Грановский, Редкин, Крылов, Крюков - блестящие профессора, еще совсем недавно слушавшие светил германской философии и юриспруденции в старейших университетах Европы.
Эти люди освоили, как казалось студенческой молодежи, всю премудрость современной цивилизации. Сложнейшие философские категории сделались для них обиходными, чем-то вроде кружкового жаргона. Диалектика, Гегель, Шеллинг, материализм, Петр Великий, прогресс, общественность, эмансипация - вот имена и понятия, коими клялись западники и которые говорили пока очень мало студенту физико-математического отделения, соприкоснувшемуся с миром философских идей только на лекциях университетского священника Терновского, далеко не самого сведущего знатока по этой части.

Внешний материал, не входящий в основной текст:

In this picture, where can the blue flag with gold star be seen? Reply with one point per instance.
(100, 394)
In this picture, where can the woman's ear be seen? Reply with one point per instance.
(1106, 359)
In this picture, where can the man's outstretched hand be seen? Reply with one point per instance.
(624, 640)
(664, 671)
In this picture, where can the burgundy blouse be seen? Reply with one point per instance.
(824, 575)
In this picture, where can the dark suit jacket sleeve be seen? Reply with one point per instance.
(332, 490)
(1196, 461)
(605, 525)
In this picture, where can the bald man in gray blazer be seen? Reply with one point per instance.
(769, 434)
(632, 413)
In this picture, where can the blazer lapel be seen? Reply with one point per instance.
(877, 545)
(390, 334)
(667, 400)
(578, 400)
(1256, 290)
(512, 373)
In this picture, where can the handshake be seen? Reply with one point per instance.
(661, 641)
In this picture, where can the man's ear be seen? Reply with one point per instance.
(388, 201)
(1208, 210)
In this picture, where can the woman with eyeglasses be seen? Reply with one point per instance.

Увлекали Писемского и идеи Редкина. Образованный юрист возвещал о началах гражданственности, положенных в основание европейских правовых систем, он звал отрешиться от лежалых представлений во имя истины. Читал Петр Георгиевич по-актерски, красиво воздевая руки, величаво поворачиваясь всем корпусом, посверкивая карими малороссийскими очами. Правда, слушателей несколько коробило то, что говорил он с сильным полтавским акцентом: "юридыческий", "радыкальный", "гыперболический", и "г" у него тоже звучало по-украински. Тем забавнее было его пристрастие к варваризмам: абсолют, абстракт, ультрамонтанство, ингредиент, имманентный. Когда в конце лекции Редкин возглашал: "Вы должны быть не только законоведами, но и сынами свободы! Придите, сыны света и свободы, в область свободы!", все восторженно поднимались с места и самозабвенно аплодировали.